I tried Sawfish window manager out this morning.

Sawfish is an extensible window manager using a Lisp-based scripting language. Its policy is very minimal compared to most window managers. Its aim is simply to manage windows in the most flexible and attractive manner possible. All high-level WM functions are implemented in Lisp for future extensibility or redefinition.

Basically, it’s very lightweight and fast, which I love. It manages windows. That’s it. It doesn’t get in the way with a bunch of “desktop environment” bloat. To really make it work for me, I’d have to figure out better how to control it via the keyboard, and, especially, program my own keybindings. There is a little gui tool for adding keybindings, but it seems to only provide the means of adding a binding for sawfish’s own functions, and calling a terminal, whereas, I’d like to pull up a “run program” dialog (like grun, fbrun, that kind of thing), and program some bindings to bring up my most used applications, as I have in OpenBox. All in all, I don’t see any advantage in it over OpenBox, but I can see myself playing with it further. Apparently the keybindings and other features can be programmed in with Lisp, which I’d like to learn anyway. (I recently had an exchange with RMS in which I tentatively offered to add an extension for emacs to export a file to .djvu, and probably it’s best to just learn lisp to do that, no? ). I was able to set a wallpaper with gsetroot, and I DID program in Mod-t to bring up a terminal, but I used the gui tool to do that.
Essentially, Sawfish is the kind of window manager I like.

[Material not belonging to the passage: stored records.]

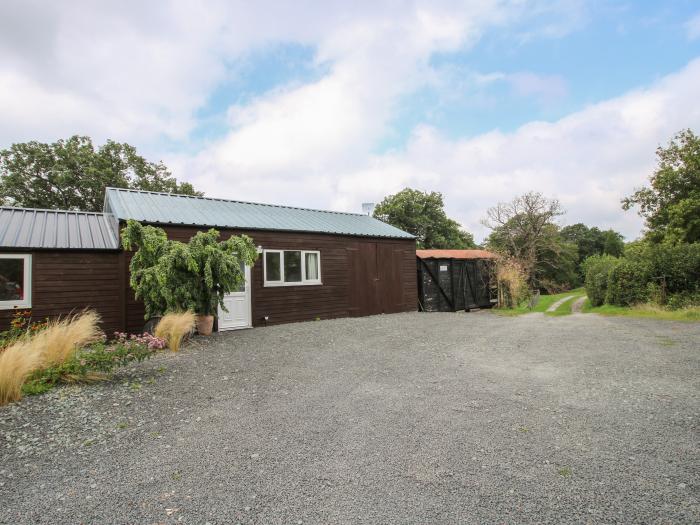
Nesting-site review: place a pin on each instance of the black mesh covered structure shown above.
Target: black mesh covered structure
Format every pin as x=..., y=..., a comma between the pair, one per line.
x=453, y=284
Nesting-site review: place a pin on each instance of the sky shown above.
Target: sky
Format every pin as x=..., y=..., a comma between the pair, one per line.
x=330, y=104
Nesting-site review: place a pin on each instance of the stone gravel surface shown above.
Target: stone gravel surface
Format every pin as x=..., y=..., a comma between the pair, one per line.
x=406, y=418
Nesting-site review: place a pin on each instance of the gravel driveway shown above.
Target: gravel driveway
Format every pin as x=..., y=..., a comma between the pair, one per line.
x=407, y=418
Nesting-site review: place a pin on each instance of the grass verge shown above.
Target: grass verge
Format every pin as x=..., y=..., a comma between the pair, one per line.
x=545, y=302
x=645, y=311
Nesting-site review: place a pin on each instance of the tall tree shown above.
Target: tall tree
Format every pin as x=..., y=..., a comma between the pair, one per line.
x=423, y=215
x=593, y=241
x=72, y=175
x=524, y=228
x=671, y=204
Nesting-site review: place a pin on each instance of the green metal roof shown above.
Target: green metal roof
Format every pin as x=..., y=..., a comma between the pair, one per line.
x=24, y=228
x=167, y=208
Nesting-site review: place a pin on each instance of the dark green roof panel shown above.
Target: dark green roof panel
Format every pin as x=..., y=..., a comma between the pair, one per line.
x=166, y=208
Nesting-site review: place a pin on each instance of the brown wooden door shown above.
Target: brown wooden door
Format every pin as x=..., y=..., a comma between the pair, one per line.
x=375, y=278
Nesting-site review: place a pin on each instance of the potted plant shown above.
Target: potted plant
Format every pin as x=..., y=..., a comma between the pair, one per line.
x=175, y=276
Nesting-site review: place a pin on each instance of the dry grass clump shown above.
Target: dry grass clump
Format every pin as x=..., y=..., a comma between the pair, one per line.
x=17, y=362
x=59, y=341
x=51, y=346
x=174, y=327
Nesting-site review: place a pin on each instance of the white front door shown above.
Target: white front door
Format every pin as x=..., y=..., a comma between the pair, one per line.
x=238, y=306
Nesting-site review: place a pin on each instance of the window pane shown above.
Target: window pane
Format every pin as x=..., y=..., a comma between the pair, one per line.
x=11, y=279
x=311, y=266
x=272, y=266
x=241, y=287
x=292, y=267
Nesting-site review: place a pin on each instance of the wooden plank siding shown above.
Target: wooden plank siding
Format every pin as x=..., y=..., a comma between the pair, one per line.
x=361, y=276
x=67, y=281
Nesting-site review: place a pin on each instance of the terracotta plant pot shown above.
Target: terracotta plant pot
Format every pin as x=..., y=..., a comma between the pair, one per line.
x=205, y=324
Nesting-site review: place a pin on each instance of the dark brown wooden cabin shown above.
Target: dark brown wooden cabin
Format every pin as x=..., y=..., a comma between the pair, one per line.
x=353, y=265
x=55, y=263
x=454, y=280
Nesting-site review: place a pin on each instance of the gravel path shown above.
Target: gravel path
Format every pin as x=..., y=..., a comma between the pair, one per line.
x=577, y=307
x=407, y=418
x=558, y=303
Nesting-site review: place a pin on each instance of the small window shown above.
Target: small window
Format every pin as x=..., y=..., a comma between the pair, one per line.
x=311, y=264
x=292, y=267
x=15, y=281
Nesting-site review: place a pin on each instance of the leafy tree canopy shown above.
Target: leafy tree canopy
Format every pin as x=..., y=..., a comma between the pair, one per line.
x=171, y=276
x=671, y=203
x=72, y=175
x=593, y=241
x=423, y=215
x=524, y=229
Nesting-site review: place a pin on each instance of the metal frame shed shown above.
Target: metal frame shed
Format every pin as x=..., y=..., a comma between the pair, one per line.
x=453, y=280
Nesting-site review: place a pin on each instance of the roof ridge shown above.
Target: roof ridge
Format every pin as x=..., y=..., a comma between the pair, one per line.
x=21, y=208
x=201, y=197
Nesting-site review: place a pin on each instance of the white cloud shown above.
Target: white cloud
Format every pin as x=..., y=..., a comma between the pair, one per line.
x=692, y=27
x=138, y=72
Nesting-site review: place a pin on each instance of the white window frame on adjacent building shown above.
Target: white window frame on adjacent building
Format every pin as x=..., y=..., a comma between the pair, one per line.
x=26, y=302
x=304, y=281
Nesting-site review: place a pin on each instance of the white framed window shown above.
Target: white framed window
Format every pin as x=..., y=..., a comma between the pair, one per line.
x=291, y=267
x=15, y=281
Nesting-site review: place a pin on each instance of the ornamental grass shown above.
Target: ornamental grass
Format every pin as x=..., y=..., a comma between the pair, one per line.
x=174, y=327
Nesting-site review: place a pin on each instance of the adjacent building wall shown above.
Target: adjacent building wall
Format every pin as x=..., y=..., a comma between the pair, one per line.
x=67, y=281
x=360, y=277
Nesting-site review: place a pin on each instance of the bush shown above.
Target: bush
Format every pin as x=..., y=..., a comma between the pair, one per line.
x=174, y=276
x=95, y=361
x=596, y=269
x=41, y=346
x=61, y=338
x=174, y=327
x=627, y=283
x=41, y=355
x=680, y=301
x=21, y=325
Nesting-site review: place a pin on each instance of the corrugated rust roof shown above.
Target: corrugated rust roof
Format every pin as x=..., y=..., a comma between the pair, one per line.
x=55, y=229
x=166, y=208
x=455, y=254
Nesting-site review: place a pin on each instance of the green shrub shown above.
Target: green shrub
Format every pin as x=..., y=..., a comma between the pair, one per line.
x=596, y=270
x=679, y=301
x=627, y=283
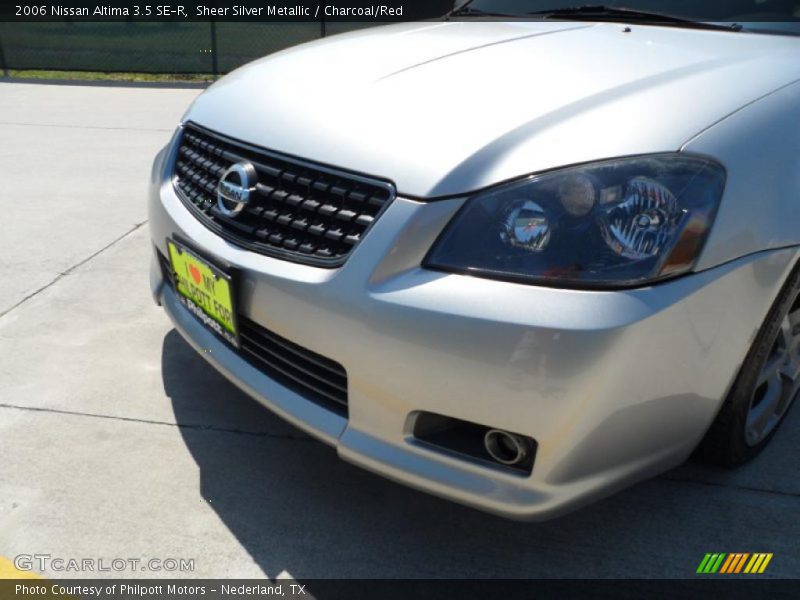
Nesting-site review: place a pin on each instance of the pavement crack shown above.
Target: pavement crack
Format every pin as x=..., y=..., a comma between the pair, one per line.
x=63, y=274
x=233, y=430
x=745, y=488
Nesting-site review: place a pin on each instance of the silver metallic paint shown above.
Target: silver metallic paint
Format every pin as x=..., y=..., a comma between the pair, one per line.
x=614, y=386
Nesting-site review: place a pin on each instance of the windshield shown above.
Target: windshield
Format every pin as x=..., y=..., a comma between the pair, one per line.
x=781, y=16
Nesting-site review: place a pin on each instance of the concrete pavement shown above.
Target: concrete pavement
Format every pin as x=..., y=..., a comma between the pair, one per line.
x=116, y=439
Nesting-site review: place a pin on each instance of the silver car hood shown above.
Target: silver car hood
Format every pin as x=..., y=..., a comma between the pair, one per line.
x=446, y=108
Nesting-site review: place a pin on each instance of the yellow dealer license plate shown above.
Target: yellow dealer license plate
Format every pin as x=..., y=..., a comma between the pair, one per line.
x=205, y=290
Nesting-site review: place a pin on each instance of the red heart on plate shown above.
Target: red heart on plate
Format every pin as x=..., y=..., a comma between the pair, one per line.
x=195, y=273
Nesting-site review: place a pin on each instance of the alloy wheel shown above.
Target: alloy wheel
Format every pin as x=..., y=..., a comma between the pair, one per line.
x=779, y=380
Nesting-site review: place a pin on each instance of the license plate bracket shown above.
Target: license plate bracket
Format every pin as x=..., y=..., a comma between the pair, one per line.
x=205, y=289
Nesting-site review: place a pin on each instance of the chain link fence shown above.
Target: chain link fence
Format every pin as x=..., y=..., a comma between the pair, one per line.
x=193, y=47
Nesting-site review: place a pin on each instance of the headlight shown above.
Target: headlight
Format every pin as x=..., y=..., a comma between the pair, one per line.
x=616, y=223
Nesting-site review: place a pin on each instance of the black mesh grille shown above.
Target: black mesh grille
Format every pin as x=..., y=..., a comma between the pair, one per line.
x=300, y=212
x=315, y=377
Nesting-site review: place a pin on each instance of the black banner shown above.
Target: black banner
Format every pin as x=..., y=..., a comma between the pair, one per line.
x=378, y=11
x=731, y=587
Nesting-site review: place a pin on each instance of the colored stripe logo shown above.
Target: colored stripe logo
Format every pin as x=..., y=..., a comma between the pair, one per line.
x=734, y=563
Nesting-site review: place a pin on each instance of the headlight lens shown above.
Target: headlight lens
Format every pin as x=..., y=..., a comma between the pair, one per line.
x=615, y=223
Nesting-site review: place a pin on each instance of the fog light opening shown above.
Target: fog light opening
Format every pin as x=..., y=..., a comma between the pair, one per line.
x=506, y=448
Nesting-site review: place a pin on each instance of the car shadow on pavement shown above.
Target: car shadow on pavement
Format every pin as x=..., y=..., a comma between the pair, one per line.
x=296, y=507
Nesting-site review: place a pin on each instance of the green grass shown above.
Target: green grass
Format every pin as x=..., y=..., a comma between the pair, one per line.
x=97, y=76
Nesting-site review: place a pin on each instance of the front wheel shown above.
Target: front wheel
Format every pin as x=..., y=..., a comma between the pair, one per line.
x=765, y=388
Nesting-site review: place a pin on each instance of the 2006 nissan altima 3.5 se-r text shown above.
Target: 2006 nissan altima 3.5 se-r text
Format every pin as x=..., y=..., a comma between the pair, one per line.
x=519, y=263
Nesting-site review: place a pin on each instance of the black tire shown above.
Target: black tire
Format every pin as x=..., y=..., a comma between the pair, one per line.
x=726, y=444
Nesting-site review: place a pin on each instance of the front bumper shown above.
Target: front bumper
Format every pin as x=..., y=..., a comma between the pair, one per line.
x=614, y=386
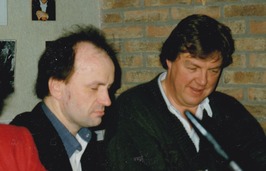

Simple, fast, unfettered with useless bloat. OpenBox has been my default, of late, but I do sometimes switch over to wmii for it’s excellent tiling features.

The screenshot is from my experimentation with sawfish on Debian GNU/Linux 6.0 Squeeze on AMD64 architecture.  You see a roxterm, the window manager’s menu (middle click), and a small conky in the bottom right corner (just as I use in openbox) to display a clock and monitor system parameters (cpu/ram/swaap use, net up/down).